The movie tries to get this message across through four stories that deal with different social concerns. The stories don’t overlap except for a momentary appearance of a character in another ones story, which is quite inconsequential except for an introduction.

Artificial insemination is the topic the first story deals with. Afia (Nandita Das) decides to have a child on her own after her husband abandons her for another woman. The decision is a big leap and the entire process is emotionally tumultuous. She makes a practical decision but her emotions come into play when she makes her apprehensions about an unknown donor evident. Ultimately what counts here is
belief in a one’s decision and desires.

Afia’s friend Megha (Juhi Chawla) has lost her belief. In a faith, a religion, a paradise: Srinagar and its existence. After having to flee from the place she still has to come to terms with it. In complete denial she refuses to acknowledge her true feelings for the place or the people. Bitter because of betrayal she goes back only to sell her childhood home, where she has to deal with everything she has tried to erase.

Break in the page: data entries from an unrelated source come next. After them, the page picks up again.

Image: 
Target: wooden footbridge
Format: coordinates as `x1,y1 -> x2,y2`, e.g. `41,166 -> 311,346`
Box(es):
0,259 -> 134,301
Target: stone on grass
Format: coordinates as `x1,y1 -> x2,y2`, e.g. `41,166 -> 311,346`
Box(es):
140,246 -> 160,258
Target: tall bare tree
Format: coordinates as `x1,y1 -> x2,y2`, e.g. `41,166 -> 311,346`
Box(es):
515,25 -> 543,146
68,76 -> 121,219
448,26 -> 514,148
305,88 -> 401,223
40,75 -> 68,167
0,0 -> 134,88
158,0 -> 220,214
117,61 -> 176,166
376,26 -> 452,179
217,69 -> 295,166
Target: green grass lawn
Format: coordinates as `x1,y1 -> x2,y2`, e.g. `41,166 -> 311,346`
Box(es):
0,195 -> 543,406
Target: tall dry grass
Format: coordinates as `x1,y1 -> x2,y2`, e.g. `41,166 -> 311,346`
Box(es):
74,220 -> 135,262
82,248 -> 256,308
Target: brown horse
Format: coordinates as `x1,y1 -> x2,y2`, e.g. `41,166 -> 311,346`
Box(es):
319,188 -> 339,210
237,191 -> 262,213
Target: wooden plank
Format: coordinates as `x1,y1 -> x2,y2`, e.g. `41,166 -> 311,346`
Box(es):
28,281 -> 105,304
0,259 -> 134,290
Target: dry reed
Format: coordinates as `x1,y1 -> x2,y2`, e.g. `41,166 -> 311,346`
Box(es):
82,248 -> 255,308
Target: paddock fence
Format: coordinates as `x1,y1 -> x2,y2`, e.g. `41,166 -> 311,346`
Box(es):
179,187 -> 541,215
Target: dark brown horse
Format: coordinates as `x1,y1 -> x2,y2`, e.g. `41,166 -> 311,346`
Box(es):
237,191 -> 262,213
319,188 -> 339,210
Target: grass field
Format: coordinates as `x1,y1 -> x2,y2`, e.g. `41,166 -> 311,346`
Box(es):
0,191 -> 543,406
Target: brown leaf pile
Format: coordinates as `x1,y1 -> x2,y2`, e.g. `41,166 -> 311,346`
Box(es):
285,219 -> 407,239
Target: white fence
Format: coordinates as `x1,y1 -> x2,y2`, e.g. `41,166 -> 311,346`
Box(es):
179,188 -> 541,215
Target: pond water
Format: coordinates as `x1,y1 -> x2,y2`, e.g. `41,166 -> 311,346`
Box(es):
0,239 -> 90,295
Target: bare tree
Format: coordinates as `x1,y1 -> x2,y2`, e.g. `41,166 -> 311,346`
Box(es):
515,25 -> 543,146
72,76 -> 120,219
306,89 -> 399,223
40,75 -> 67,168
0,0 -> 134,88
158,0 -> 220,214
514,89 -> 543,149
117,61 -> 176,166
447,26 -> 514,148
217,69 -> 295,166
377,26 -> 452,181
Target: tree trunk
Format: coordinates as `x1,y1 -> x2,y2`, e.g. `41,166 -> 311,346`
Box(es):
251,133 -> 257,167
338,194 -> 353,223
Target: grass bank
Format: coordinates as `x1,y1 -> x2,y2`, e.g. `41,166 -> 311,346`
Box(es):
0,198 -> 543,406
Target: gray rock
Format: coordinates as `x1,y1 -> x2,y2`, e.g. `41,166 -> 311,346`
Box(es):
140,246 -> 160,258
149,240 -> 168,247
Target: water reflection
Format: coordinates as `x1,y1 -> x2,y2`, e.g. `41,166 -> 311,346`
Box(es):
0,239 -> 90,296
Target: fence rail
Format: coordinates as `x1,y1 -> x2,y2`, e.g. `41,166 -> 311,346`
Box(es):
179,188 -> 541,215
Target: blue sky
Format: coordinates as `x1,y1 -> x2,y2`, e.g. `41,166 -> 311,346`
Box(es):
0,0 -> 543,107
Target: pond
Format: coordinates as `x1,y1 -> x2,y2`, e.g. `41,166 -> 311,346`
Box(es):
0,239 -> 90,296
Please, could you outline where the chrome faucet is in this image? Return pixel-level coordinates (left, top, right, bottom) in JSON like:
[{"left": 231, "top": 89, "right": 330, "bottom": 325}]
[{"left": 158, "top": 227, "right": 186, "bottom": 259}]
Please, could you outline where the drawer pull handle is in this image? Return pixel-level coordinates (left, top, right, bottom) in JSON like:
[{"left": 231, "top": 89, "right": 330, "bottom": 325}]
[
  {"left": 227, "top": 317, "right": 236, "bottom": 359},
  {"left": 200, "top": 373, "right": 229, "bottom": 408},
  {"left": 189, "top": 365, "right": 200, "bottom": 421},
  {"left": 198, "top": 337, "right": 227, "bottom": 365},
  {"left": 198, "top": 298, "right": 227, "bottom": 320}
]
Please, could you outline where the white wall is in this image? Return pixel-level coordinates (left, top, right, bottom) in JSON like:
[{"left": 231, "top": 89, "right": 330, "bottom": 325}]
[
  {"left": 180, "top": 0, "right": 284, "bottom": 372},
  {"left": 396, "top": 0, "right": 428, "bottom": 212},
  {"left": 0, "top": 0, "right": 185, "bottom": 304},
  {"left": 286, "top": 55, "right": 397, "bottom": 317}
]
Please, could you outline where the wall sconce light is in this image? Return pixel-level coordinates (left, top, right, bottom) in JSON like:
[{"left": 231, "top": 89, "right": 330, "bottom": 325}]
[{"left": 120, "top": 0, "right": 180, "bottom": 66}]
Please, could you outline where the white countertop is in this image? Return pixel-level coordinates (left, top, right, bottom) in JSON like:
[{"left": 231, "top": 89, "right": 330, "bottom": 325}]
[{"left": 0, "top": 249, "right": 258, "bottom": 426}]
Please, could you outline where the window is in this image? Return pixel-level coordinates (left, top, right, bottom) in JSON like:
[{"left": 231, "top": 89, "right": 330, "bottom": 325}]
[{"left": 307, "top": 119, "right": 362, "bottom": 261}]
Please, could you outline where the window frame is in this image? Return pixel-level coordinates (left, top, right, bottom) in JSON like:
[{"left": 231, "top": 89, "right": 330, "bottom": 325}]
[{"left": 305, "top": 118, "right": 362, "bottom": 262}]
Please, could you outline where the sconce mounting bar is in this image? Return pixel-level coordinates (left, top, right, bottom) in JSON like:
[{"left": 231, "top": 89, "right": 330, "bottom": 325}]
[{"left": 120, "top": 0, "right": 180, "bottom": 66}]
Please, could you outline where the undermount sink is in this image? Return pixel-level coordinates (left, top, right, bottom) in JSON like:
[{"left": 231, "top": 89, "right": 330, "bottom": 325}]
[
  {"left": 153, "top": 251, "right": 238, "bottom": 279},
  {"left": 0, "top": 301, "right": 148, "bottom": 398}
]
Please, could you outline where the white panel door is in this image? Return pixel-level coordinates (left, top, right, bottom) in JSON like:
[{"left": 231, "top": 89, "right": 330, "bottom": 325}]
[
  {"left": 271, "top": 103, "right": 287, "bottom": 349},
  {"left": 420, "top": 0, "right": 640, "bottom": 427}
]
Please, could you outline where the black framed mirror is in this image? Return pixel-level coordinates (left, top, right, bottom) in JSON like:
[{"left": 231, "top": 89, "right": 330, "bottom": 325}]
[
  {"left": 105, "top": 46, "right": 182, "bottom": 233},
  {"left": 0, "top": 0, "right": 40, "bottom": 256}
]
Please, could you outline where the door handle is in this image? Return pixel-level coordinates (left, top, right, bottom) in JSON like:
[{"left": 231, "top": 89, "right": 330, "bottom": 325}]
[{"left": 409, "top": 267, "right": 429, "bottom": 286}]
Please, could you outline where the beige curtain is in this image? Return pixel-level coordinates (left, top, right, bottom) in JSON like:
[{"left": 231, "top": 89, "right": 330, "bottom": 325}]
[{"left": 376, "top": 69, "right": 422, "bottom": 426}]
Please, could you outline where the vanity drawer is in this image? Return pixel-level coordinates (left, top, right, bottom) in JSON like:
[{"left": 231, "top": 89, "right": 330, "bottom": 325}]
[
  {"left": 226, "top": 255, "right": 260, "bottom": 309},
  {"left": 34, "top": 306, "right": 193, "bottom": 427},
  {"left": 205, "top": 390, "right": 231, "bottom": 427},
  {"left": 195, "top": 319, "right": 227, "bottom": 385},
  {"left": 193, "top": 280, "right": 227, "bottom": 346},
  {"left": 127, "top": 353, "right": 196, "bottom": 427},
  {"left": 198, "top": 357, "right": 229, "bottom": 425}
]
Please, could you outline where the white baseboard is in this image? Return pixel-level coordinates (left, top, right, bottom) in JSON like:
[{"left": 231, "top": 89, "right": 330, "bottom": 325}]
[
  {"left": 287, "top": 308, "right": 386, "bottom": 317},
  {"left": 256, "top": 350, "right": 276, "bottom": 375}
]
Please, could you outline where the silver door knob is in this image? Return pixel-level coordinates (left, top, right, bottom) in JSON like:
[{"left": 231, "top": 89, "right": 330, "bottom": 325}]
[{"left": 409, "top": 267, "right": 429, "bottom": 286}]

This story captures the inhuman and humane side of the Kashmir tragedy steering clear of controversial issues.

The graver issues of child abuse and homosexuality are handed out to the men. Abhi (Sanjay Suri) is a victim of the former. The effects it has on his psyche and personality are explored. Rahul Bose plays Jai, homosexual and abused for being so when he is caught in a compromising situation.

The use of flashbacks, voices from the past and symbolic dreams helps understand the situations better. However they aren’t very relatable. Halfway into the second story the pace becomes too slow. The movie doesn’t try to be subtle about its content but it still doesn’t convey the message. The end of each story, although complete, lacks a bit more.

Juhi Chawla delivers on of her best performances in the recent past but Nandita Das seems a bit rusty. The sensitivity that the movie requires is lacked thus failing to evoke a connection with the audience. It is intelligent and relevant in today’s day and age but it wont last too long. Mainly because the audience it will cater to is very niche.